1. A method of improving quality of an audio signal in a voice communication system, the method comprising the steps of:

(a) receiving one or more samples of the audio signal from a first microphone and a second microphone;

(b) setting a propagation delay of ‘t’ samples between the first microphone and the second microphone;

(c) subtracting delayed second microphone signal from the first microphone signal to obtain a first cardioid signal ‘x(n)’;

(d) subtracting delayed first microphone signal from the second microphone signal to obtain a second cardioid signal ‘y(n)’;

(e) filtering the second cardioid signal ‘y(n)’ to obtain a first output signal ‘a(n)’;

(f) subtracting the first output signal a(n) from the first cardioid signal ‘x(n)’ to get a directional signal ‘z(n)’;

(g) iteratively identifying speech regions and non-speech regions of the directional signal ‘z(n)’ for each sample of the audio signal received; and

(h) filtering the signal ‘y(n)’ to obtain any residual noise signal that is left over in ‘z(n)’ and subtracting the residual noise from the directional signal ‘z(n)’, upon detecting any non-speech region thereby improving the quality of the audio signal.

2. The method of claim 1, wherein no change is made in the directional signal ‘z(n)’ upon detection of any speech region.

3. The method of claim 1, wherein the propagation delay of ‘t’ samples is equal to one sample.

4. The method of claim 1, wherein the quality of the audio signals is improved before being transmitted to the receiving party.

5. The method of claim 1, wherein the output signal ‘a(n)’ is the ratio of a cross-correlation between the first microphone and the second microphone, and an auto-correlation of the second microphone.

6. The method of claim 1, where the second microphone signal is an environmental noise of the location in which the voice communication system is operating.

7. A device to improve quality of an audio signal in a voice communication system comprising:

(a) a first microphone and a second microphone providing one or more samples of the audio signal;

(b) a delay circuit for setting a propagation delay of ‘t’ samples between the first microphone and the second microphone;

(c) a processing unit configured to: subtract delayed second microphone signal from the first microphone signal to obtain a first cardioid signal ‘x(n)’, and subtract delayed first microphone signal from the second microphone signal to obtain a second cardioid signal ‘y(n)’;

(d) a first filter to filter the second cardioid signal ‘y(n)’ to obtain a first output signal ‘a(n)’, the first output signal a(n) being subtracted from the first cardioid signal ‘x(n)’ to get a directional signal ‘z(n)’;

(e) a voice activity detector (VAD) for iteratively identifying speech regions and non-speech regions of the directional signal ‘z(n)’ for each sample of the audio signal received; and

(f) a second filter for filtering the signal ‘y(n)’ to obtain any residual noise signal that is left over in ‘z(n)’ and subtracting the residual noise from the directional signal ‘z(n)’, upon detecting any non-speech region thereby improving the quality of the audio signal.

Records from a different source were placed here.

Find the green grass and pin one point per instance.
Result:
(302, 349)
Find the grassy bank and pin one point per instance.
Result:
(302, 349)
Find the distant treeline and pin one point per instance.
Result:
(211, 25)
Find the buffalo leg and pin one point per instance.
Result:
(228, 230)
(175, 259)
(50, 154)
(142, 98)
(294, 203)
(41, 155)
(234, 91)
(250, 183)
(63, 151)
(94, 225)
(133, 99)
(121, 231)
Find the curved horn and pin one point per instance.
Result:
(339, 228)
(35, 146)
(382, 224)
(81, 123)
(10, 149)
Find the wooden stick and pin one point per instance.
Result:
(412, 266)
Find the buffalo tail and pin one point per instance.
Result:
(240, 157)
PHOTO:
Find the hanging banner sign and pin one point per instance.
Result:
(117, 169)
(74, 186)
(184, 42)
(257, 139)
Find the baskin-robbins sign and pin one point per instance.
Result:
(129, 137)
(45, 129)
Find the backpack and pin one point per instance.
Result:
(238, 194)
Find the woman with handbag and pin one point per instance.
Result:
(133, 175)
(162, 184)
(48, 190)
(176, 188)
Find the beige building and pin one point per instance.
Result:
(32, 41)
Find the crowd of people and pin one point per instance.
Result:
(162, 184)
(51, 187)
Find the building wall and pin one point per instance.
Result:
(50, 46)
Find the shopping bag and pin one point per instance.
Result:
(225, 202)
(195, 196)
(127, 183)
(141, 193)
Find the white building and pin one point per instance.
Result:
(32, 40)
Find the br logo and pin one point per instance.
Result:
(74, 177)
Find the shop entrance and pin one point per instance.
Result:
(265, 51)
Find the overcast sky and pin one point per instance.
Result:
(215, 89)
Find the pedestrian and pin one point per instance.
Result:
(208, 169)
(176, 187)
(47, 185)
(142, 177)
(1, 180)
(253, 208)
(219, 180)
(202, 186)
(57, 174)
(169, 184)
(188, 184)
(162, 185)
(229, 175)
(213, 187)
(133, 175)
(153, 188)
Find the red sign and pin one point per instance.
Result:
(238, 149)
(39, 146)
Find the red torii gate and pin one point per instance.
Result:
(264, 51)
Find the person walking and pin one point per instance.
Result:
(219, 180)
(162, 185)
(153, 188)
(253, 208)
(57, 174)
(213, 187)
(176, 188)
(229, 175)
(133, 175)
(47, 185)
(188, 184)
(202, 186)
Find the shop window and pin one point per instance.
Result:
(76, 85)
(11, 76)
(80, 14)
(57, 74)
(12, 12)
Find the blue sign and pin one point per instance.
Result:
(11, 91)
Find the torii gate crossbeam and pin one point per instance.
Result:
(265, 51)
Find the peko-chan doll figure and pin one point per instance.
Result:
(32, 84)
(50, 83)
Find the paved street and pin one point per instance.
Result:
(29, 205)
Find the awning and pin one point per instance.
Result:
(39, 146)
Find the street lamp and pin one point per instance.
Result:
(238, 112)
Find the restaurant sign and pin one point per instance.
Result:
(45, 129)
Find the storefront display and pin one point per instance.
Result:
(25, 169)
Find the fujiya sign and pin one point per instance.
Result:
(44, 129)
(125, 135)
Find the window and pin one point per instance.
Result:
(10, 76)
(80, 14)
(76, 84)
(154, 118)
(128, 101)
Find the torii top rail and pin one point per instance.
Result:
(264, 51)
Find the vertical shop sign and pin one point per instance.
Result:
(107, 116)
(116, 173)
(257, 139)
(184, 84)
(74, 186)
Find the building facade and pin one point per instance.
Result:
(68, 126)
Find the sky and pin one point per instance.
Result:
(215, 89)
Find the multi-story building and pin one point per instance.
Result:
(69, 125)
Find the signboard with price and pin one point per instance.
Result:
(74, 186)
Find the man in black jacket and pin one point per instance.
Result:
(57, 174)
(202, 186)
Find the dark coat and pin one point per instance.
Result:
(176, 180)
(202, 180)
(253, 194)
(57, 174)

8. The device of claim 7, wherein no change is made in the directional signal ‘z(n)’ upon detection of any speech region.

9. The device of claim 7, wherein the propagation delay of ‘t’ samples is equal to one sample.

10. The device of claim 7, wherein the quality of the audio signals is improved before being transmitted to the receiving party.

11. The device of claim 7, wherein the output signal ‘a(n)’ is the ratio of a cross-correlation between the first microphone and the second microphone, and an auto-correlation of the second microphone.

12. The device of claim 7, where the second microphone signal is an environmental noise of the location in which the voice communication system is operating.